= Economic data =

Economic data are data describing an actual economy, past or present. These are typically found in time-series form, that is, covering more than one time period (say the monthly unemployment rate for the last five years) or in cross-sectional data in one time period (say for consumption and income levels for sample households). Data may also be collected from surveys of for example individuals and firms or aggregated to sectors and industries of a single economy or for the international economy. A collection of such data in table form comprises a data set.

Methodological economic and statistical elements of the subject include measurement, collection, analysis, and publication of data. 'Economic statistics' may also refer to a subtopic of official statistics produced by official organizations (e.g. statistical institutes, intergovernmental organizations such as United Nations, European Union or OECD, central banks, ministries, etc.). Economic data provide an empirical basis for economic research, whether descriptive or econometric. Data archives are also a key input for assessing the replicability of empirical findings and for use in decision making as to economic policy.

At the level of an economy, many data are organized and compiled according to the methodology of national accounting. Such data include Gross National Product and its components, Gross National Expenditure, Gross National Income in the National Income and Product Accounts, and also the capital stock and national wealth. In these examples data may be stated in nominal or real values, that is, in money or inflation-adjusted terms. Other economic indicators include a variety of alternative measures of output, orders, trade, the labor force, confidence, prices, and financial series (e.g., money and interest rates). At the international level there are many series including international trade, international financial flows, direct investment flows (between countries) and exchange rates.

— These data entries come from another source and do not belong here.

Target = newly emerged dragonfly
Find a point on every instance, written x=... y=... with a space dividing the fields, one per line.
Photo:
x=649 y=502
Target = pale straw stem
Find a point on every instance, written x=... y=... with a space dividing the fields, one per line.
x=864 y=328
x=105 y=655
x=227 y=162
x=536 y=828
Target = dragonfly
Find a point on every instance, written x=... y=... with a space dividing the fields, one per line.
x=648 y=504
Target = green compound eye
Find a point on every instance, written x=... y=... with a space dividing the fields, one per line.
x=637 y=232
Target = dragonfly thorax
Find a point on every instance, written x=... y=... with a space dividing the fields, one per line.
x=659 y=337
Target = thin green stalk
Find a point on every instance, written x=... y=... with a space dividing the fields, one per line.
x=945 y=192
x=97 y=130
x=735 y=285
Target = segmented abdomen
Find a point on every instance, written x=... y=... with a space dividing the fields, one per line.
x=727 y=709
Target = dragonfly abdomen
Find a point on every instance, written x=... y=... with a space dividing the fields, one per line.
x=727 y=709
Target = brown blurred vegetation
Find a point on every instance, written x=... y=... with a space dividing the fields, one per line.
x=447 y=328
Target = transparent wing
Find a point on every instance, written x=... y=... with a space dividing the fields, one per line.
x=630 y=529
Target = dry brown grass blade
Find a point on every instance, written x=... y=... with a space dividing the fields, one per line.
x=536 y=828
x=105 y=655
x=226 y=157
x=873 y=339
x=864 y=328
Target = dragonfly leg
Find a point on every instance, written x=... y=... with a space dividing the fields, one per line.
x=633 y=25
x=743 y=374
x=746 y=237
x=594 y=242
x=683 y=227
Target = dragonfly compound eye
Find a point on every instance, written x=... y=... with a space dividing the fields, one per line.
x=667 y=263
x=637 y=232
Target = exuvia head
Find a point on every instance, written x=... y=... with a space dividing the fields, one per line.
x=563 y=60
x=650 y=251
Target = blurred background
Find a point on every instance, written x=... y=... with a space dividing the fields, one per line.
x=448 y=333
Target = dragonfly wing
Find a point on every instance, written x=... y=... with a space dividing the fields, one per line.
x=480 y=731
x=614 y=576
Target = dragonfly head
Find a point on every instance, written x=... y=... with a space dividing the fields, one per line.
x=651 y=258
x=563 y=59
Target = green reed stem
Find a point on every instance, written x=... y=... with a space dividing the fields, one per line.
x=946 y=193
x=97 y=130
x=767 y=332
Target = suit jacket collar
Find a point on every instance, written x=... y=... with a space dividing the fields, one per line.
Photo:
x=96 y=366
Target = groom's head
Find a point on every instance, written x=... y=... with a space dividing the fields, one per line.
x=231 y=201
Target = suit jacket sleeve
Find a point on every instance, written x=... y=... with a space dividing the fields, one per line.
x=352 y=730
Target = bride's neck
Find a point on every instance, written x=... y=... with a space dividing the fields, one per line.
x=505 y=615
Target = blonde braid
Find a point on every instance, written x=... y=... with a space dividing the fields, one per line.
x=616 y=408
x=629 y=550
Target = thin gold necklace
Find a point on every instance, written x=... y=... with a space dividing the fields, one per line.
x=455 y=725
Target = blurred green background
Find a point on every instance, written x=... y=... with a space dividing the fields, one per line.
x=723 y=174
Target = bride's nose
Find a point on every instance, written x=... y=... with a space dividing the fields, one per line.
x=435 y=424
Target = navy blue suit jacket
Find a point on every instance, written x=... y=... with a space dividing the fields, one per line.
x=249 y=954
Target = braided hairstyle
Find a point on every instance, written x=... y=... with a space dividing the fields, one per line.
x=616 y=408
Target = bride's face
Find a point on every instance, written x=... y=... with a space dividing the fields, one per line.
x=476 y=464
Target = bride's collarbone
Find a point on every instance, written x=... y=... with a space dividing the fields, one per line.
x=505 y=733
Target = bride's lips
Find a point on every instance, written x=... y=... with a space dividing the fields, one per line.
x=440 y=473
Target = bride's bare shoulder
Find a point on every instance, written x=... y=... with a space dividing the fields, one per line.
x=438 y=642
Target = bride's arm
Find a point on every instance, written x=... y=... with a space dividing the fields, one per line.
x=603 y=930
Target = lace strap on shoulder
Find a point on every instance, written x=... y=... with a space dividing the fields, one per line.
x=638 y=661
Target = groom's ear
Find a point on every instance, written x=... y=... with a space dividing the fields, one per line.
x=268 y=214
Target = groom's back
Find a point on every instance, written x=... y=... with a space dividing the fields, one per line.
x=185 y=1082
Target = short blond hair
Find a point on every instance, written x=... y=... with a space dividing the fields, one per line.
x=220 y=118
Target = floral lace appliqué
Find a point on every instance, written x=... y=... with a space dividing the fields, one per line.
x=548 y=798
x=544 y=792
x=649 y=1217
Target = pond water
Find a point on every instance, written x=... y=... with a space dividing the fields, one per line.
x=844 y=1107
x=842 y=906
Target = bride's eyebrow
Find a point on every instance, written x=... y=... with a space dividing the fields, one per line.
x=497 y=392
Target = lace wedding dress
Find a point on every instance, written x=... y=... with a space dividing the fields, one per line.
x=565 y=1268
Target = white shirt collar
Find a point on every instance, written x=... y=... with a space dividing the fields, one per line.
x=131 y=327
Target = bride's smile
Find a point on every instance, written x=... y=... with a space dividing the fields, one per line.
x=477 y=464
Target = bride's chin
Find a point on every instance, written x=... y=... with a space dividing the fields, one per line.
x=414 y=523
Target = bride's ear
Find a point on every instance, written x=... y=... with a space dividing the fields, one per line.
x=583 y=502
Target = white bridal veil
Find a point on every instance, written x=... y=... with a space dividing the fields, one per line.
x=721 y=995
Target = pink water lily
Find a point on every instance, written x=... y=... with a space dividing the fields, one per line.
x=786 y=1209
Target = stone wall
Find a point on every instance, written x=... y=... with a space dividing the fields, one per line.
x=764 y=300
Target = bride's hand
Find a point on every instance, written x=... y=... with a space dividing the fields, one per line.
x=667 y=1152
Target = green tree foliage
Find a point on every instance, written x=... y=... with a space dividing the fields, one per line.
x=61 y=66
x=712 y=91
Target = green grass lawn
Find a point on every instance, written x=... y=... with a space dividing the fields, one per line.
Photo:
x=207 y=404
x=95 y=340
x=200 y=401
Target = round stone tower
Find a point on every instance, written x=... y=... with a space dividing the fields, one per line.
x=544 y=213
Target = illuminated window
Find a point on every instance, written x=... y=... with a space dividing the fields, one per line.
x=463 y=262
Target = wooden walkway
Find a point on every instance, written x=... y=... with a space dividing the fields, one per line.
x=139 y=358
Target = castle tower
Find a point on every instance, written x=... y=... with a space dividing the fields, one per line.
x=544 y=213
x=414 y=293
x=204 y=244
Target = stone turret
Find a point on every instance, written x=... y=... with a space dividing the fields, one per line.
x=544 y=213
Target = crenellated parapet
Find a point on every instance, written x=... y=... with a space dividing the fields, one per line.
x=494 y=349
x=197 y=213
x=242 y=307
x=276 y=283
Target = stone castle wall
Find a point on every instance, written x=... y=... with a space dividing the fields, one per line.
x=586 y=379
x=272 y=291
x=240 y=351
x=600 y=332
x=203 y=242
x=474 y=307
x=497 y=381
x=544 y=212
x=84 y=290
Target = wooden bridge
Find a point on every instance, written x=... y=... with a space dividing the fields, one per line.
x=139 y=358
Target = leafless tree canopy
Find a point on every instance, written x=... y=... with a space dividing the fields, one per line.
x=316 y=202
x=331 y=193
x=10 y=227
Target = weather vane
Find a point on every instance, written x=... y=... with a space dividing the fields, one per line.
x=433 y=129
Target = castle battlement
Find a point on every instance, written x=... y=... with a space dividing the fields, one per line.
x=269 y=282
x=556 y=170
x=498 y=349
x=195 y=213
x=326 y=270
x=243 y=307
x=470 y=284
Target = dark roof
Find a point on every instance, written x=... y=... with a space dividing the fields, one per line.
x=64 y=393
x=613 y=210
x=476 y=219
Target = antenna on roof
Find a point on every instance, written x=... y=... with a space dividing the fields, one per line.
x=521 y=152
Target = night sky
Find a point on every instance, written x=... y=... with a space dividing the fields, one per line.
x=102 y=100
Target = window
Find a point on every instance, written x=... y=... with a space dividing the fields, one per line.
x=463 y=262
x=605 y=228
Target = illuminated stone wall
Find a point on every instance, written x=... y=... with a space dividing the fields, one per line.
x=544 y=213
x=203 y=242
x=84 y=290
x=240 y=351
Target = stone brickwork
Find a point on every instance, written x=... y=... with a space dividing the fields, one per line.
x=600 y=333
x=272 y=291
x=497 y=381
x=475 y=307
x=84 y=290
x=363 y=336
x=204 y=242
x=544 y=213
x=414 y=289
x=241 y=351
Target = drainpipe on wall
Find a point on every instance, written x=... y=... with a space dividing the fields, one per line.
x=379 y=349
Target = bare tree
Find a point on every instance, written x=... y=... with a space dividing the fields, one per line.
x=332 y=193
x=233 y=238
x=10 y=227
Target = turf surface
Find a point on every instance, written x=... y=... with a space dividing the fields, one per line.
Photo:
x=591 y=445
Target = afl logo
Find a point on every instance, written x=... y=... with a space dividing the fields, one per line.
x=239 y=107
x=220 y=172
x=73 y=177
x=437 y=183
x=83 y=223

For time-series data, reported measurements can be hourly (e.g. for stock markets), daily, monthly, quarterly, or annually. Estimates such as averages are often subjected to seasonal adjustment to remove weekly or seasonal-periodicity elements, for example, holiday-period sales and seasonal unemployment.

Within a country the data are usually produced by one or more statistical organizations, e.g., a governmental or quasi-governmental organization and/or the central banks. International statistics are produced by several international bodies and firms, including the International Monetary Fund and the Bank for International Settlements.

Studies in experimental economics may also generate data, rather than using data collected for other purposes. Designed randomized experiments may provide more reliable conclusions than do observational studies. Like epidemiology, economics often studies the behavior of humans over periods too long to allow completely controlled experiments, in which case economists can use observational studies or quasi-experiments; in these studies, economists collect data which are then analyzed with statistical methods (econometrics).

Many methods can be used to analyse the data. These include, e.g., time-series analysis using multiple regression, Box–Jenkins analysis, and seasonality analysis. Analysis may be univariate (modeling one series) or multivariate (from several series). Econometricians, economic statisticians, and financial analysts formulate models, whether for past relationships or for economic forecasting. These models may include partial equilibrium microeconomics aimed at examining particular parts of an economy or economies, or they may cover a whole economic system, as in general equilibrium theory or in macroeconomics. Economists use these models to understand past events and to forecast future events, e.g., demand, prices and employment. Methods have also been developed for analyzing or correcting results from use of incomplete data and errors in variables.

==Economic data issues==

Good economic data are a precondition to effective macroeconomic management. With the complexity of modern economies and the lags inherent in macroeconomic policy instruments, a country must have the capacity to promptly identify any adverse trends in its economy and to apply the appropriate corrective measure. This cannot be done without economic data that is complete, accurate and timely.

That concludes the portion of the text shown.